The installation of Red Hat 8 is similar to the previous versions. While Anaconda, the RH installer, was updated to support AA and GTK+ 2 resulting in a more spiffy look, little has been changed to the installer itself. One of the changes is that now you have to click "Advanced" to tell LILO or GRUB to only install themselves to the / partition and not on the MBR (I usually use the BeOS "bootman" bootloader), the option is not right up there as it used to be. Other than that, the installation went very smoothly; it only took less than 30 minutes with my 52-max CD-ROM I have here on this AthlonXP 1600+, 768 MB Ram (KM266 VIA Apollo PRO chipset, Asus GeForce2MX-400 AGP card and on board S3 SavagePRO, Yamaha YMF-754 and VIA VT8233 sound cards, RealTek 8139 onboard NIC). The OS rebooted and I loaded it into text mode, and from there I loaded X-Free.
As always, the default environment for Red Hat is Gnome. I haven't seen any Gnome version numbers anywhere, but I think that RH comes with a modified Gnome 2.0.2. It looks pretty slick, and the fonts (default font is "Sans") are looking sharp, even being fully antialised, but personally I found them a bit too big for my taste (and I am currently running on 1920x1200 resolution). There is this new feature coming with RH8 that you create a directory called ~/.fonts and you throw in all your TTF fonts in there, and they get recognized automatically from the system! This is pretty neat, only problem is that not many people know about this feature. I think it should have been part of the font panel under preferences. Anyway, in no time I was up and running with Verdana as my main font on the Gnome2 desktop. I think Verdana and the rest of the web fonts I installed, render very nicely in this distribution (X Server included is 4.2.0)
The Gnome desktop included on RH8 looks sharp and clean. It has brand new icons, and only important plugins and launcher icons are included in the Gnome taskbar. For example, you will find a workspace switcher, Mozilla 1.0.1 (default browser), Evolution 1.0.8 (default email client) and the OpenOffice.org icons on the left side of the bar, while you will find the Red Hat Network Update Daemon (up2date) on the right, along the Time. On your desktop you will only find your Home icon, the "Start Here" preferences open in Nautilus and the trash, named "Wastebasket."

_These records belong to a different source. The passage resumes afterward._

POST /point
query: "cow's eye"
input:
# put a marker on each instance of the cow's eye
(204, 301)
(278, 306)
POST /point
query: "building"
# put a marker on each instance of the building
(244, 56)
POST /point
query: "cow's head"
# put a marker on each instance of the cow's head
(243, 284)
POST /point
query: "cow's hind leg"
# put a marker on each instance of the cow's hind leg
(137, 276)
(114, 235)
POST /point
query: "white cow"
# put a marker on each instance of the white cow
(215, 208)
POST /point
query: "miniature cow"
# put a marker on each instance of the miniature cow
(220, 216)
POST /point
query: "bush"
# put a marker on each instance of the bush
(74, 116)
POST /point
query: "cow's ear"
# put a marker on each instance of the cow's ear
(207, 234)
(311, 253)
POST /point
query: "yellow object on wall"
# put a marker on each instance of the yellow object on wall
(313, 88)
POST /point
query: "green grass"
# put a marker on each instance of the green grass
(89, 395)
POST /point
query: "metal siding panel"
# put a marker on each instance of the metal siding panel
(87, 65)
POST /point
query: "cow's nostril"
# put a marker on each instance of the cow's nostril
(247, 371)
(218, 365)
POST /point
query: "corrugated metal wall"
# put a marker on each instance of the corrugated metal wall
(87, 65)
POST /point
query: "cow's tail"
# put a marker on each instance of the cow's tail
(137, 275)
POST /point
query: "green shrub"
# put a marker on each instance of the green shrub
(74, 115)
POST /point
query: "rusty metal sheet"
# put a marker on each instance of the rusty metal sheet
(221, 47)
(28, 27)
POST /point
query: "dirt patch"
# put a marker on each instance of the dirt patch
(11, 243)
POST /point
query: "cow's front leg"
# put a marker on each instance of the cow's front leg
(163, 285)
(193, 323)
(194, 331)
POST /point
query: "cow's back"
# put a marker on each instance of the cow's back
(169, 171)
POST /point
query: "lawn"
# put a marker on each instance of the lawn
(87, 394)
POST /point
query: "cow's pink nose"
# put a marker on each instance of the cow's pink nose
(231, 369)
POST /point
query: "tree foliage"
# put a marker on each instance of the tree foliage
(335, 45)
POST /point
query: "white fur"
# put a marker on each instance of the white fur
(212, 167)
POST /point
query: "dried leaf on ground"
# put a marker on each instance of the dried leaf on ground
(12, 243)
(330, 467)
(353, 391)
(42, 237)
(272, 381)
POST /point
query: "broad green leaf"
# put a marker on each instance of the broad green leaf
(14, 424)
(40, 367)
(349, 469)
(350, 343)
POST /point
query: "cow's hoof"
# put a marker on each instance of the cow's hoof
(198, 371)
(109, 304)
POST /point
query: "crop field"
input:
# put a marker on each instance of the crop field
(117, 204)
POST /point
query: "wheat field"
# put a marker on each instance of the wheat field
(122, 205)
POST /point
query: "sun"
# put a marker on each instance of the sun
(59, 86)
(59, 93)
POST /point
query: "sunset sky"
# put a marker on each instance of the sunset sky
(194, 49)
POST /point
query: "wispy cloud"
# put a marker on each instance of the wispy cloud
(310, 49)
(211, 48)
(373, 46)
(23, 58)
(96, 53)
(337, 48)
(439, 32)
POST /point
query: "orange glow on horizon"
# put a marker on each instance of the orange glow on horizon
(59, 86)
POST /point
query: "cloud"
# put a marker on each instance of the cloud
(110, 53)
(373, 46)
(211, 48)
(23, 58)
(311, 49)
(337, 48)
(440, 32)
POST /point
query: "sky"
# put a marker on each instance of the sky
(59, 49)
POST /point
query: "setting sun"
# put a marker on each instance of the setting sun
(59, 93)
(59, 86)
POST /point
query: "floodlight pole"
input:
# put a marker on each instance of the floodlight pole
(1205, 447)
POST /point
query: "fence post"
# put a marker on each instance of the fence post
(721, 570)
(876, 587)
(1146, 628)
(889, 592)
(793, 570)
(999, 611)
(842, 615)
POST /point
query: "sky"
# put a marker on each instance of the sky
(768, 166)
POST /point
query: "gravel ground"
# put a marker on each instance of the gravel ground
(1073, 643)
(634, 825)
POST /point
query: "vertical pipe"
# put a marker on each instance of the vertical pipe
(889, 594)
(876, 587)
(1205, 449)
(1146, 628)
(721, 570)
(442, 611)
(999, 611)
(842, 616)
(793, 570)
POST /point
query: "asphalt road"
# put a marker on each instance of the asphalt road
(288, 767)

Along with the brand new icons, you will find a new GTK+ theme, called BlueCurve, and a new window manager theme. I admit that it looks much better than many other themes from previous versions or from other distributions (the window manager is clean and up to the point - I like it), but there is still quite an lot of stuff to be improved in the UI itself. None of the suggestions we did here and here a month ago made it into this release. I hope the UI at Red Hat developers will consider some of the suggestions for the next version of Red Hat.
A nice surprise is OpenOffice.org's looks in this desktop. Red Hat made some good work to make sure that OOo looks good, with full AA support on its menus, even when you try to type something on a document. Too bad that OOo does not recognize the TTF fonts I installed on my ~/.fonts dir, though. Other GTK+ application can't see them either, eg. gedit, while other can (eg. Gnome2 Terminal). This is an incosintency issue and, in my opinion, it should be fixed.
One of the biggest problems I have with the current UI is the inconsistent, confusing and bloated "Start" Red Hat menu. You are free to like it as much as you want, I just don't. What is the point of having similar menus all over the place? You have a "mouse" entry on your Preferences, and you got a "mouse" entry on your System Settings. Granted, the panels loading from each menu are doing different things, but it is just not clear enough just by looking at the menu items what is what and which one does what. You have to click both to see if it is the one you needed. A UI should be intuitive enough to clear up such misconceptions right away. Same goes for "Keyboard" and Networking panels. And if this is not enough, the Red Hat menu is cluttered with similar --at first glance-- menus: "Preferences, Server Settings, System Settings, System Tools". And if that is not enough, under the Extras menu, you will find submenus (with different apps in them) called... "Preferences, System Settings, System Tools." Same goes for the Office, Games, Sound and Video. That "Extras" submenu is not needed. It duplicates things in a bad way, even if the apps offered there are different from their counterparts in the root Red Hat menu. The Extras should have been included in the master menus, and to avoid clutter, they should have been included under a submenu. For example, under Preferences, include a submenu called "More Preferences" and put there the not-so-needed prefs. Lycoris does it that way and it works well. The way it works now, after a while, you can't remember under which "Preferences" menu you saw a specific item. Was it under the root's Preferences menu, or under the Extras? Messy.